16.75 Executive liability is limited by the operation of the ‘independent discretion rule’, also known as the Enever principle, which limits the vicarious liability of government for certain wrongs committed by government employees.
The basic idea behind this rule is that, if powers are conferred by law directly upon an employee, such a person is considered to be executing an independent discretion or original authority for the consequences of which the employer is not vicariously responsible. Of course, the corollary of this rule is that the individual officer may bear a personal liability.
16.76 This principle has been abrogated by statute in New South Wales and, to the extent that it applies to police officers, in other jurisdictions, including the Commonwealth.
16.77 The independent discretion rule has been widely criticised and in 2001, despite finding the rule had relatively little practical effect, the ALRC recommended it be abolished.
Enever v The King (1906) 3 CLR 969.
Cubillo v Commonwealth (No 2) (2000) 174 ALR 97,  (O’Loughlin J). The independent discretion rule therefore limits the basic principle in tort law that ‘an employer is liable for the damage caused by the negligent acts or omissions of its servants when they are acting within the scope of their employment’: Ibid .
Law Reform (Vicarious Liability) Act 1983 (NSW) s 8.
See, eg, Australian Federal Police Act 1979 (Cth) s 64B(1). ‘The Commonwealth is liable in respect of a tort committed by a member or a protective service officer in the performance or purported performance of his or her duties … in like manner as a person is liable in respect of a tort committed by his or her employee in the course of his or her employment’.

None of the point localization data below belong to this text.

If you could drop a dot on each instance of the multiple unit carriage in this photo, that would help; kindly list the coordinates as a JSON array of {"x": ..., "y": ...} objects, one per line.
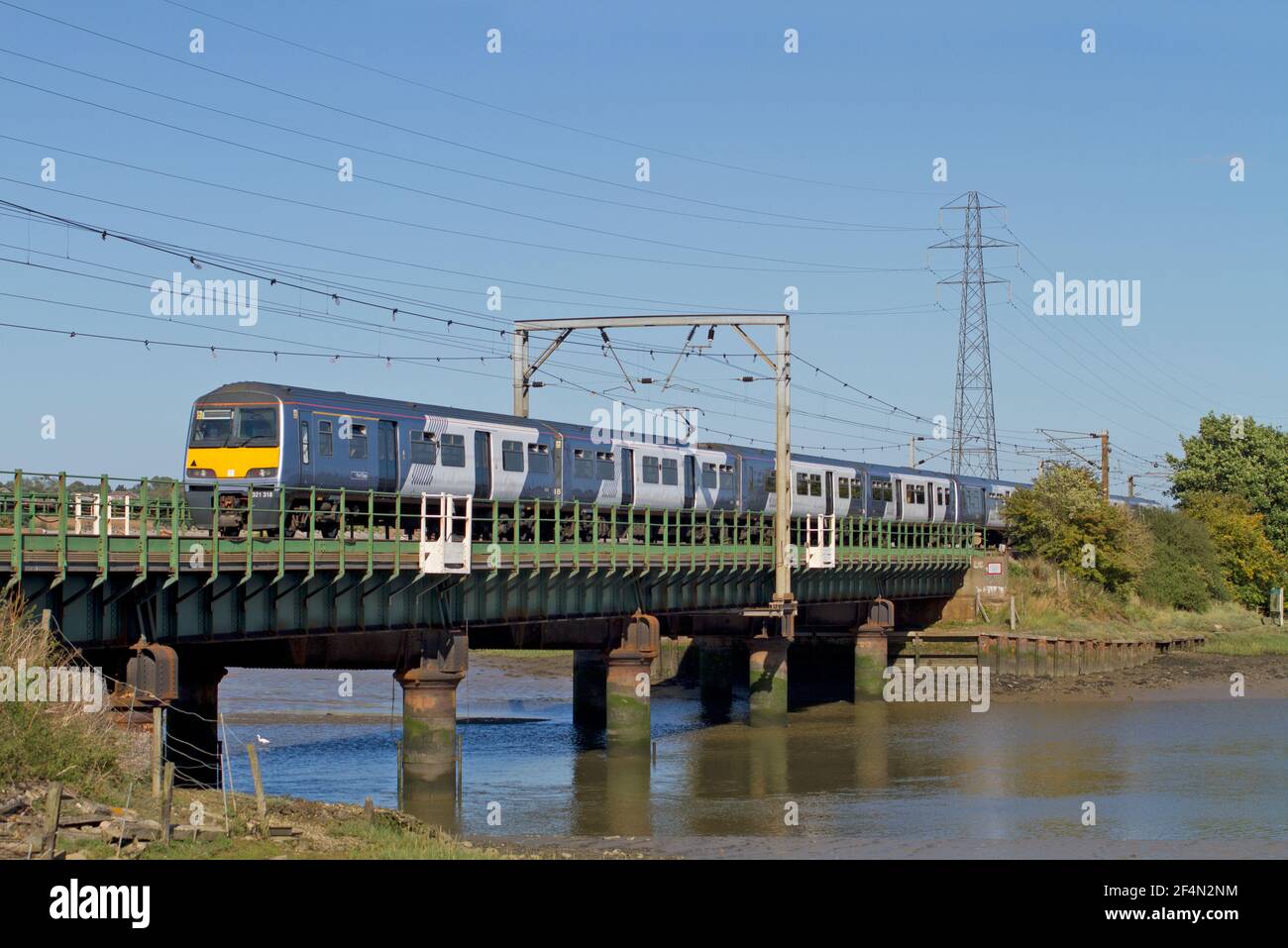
[{"x": 279, "y": 446}]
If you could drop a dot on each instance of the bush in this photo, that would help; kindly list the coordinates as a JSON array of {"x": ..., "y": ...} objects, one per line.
[
  {"x": 48, "y": 741},
  {"x": 1249, "y": 562},
  {"x": 1063, "y": 519},
  {"x": 1185, "y": 571}
]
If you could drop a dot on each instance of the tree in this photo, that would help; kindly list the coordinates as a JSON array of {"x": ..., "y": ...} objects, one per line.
[
  {"x": 1064, "y": 519},
  {"x": 1185, "y": 572},
  {"x": 1235, "y": 455},
  {"x": 1248, "y": 559}
]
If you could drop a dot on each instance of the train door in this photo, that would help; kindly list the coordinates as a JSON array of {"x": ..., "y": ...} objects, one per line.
[
  {"x": 304, "y": 423},
  {"x": 627, "y": 476},
  {"x": 387, "y": 458},
  {"x": 482, "y": 466}
]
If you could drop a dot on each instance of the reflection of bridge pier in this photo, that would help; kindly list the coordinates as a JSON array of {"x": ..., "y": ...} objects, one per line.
[
  {"x": 192, "y": 724},
  {"x": 429, "y": 737},
  {"x": 610, "y": 686}
]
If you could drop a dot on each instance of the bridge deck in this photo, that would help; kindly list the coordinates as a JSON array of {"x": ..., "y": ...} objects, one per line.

‘The principle in Enever v The King (1906) 3 CLR 969, namely, that the Commonwealth is not vicariously liable for the tortious conduct of Commonwealth officers who act with independent discretion pursuant to statute, should be expressly abolished in relation to the Commonwealth’: Australian Law Reform Commission, The Judicial Power of the Commonwealth—A Review of the Judiciary Act 1903 and Related Legislation, Report No 92 (2001) rec 25–1.